More Americans are prioritizing long-term personal finance, but they say they want a government safety net, a recent study finds.
More American recognize that they are in charge of their long-term financial stability and are accepting more responsibility for their retirement, health care and education, a recent survey from the Certified Financial Planner Board of Standards concludes.
Americans struggle to balance short-term and long-term priorities in this volatile economy and they say they are aware that their financial fate is driven by their own decisions. But they still expect government to provide a social safety net incase their decisions fail them, such as in instances of fraud and abuse, according to the survey of 1,015 Americans over 18.
Credit unions can further encourage a growing sense of financial responsibility in their members through financial planning assistance, encouraging healthy saving, spending, and budgeting habits.

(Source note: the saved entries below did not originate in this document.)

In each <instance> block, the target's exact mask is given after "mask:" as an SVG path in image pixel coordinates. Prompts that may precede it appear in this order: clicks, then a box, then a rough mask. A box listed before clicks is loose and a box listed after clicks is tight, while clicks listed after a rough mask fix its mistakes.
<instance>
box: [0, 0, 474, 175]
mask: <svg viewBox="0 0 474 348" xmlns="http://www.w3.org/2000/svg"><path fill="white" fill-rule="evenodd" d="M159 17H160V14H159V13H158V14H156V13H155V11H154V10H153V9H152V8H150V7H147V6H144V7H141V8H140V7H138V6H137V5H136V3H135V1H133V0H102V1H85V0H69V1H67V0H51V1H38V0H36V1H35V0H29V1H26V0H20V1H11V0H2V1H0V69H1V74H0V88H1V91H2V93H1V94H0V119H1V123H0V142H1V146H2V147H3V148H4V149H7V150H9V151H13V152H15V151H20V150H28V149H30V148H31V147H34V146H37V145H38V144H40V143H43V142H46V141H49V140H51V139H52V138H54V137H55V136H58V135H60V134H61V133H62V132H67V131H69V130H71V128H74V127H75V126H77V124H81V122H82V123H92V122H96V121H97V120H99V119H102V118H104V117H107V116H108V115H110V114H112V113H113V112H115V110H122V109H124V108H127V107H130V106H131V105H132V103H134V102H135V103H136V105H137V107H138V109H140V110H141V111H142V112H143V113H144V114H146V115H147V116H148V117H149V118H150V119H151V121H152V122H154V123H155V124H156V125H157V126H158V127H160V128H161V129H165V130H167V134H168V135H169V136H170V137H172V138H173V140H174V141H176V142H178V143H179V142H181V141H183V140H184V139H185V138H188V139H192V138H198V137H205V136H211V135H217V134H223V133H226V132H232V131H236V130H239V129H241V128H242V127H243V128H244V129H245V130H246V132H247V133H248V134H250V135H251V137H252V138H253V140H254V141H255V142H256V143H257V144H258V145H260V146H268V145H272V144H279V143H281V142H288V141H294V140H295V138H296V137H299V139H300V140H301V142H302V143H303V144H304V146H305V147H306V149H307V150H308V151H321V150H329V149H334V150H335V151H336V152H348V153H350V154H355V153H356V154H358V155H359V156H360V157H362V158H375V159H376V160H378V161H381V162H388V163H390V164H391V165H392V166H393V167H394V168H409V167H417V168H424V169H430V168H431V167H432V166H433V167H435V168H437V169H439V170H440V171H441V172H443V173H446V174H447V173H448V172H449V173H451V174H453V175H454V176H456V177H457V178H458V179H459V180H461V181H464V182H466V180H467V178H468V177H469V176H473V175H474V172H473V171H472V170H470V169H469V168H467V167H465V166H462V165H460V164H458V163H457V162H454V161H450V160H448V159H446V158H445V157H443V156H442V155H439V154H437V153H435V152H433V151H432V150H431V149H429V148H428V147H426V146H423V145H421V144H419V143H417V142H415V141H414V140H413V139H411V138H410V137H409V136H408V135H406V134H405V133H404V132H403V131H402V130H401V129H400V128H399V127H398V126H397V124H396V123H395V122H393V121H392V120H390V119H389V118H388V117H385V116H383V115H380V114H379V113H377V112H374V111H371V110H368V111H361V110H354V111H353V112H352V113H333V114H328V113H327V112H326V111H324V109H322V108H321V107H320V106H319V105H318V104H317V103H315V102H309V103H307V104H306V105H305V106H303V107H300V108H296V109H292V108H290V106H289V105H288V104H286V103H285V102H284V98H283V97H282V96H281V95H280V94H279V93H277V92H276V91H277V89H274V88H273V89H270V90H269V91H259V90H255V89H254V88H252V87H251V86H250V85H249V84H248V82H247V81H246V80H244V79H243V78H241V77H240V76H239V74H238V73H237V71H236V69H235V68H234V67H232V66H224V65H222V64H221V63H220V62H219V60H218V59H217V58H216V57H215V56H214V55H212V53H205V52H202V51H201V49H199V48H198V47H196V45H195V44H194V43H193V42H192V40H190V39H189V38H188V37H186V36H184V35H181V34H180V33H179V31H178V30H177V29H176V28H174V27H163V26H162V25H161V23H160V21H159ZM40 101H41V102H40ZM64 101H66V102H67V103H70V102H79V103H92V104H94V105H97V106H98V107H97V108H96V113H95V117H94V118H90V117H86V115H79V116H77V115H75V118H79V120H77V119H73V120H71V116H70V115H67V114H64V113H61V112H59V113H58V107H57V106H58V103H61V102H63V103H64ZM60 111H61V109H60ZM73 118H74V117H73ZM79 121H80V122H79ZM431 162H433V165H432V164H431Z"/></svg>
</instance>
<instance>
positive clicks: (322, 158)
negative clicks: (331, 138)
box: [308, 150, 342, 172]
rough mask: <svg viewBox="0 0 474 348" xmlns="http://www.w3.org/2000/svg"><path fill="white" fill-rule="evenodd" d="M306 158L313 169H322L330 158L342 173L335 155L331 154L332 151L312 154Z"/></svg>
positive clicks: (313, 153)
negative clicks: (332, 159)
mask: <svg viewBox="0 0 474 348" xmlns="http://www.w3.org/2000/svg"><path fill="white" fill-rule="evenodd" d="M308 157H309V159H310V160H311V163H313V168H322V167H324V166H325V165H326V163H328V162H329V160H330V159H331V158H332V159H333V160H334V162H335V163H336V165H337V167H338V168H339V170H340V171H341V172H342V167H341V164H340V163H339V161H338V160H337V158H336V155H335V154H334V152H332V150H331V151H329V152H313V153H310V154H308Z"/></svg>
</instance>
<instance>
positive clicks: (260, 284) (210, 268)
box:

“Our nation’s economic growth will be even greater if people are better armed to make smart financial decisions and plan for their financial future, which Americans are generally more optimistic about than negative,” says CFP Board CEO Kevin R. Keller.
About 82% of respondents recognized the urgency of creating a financial plan, with 60% of them saying they would benefit from financial counseling from a planner or advisor. Roughly 67% said they believe they have sole responsibility for their financial future, but 72% want a safety net like Social Security and 62% want a safety net like Medicare. And 67% of respondents say they believe it’s the government’s responsibility to protect investors from fraud and abuse.
Americans seem conflicted about their financial security with 44% not feeling better about their security than they did a year ago and 23% feeling worse. But 51% are hopeful that they’re financial situation will improve over the next year; less than 10% expect it to worsen, according to the survey.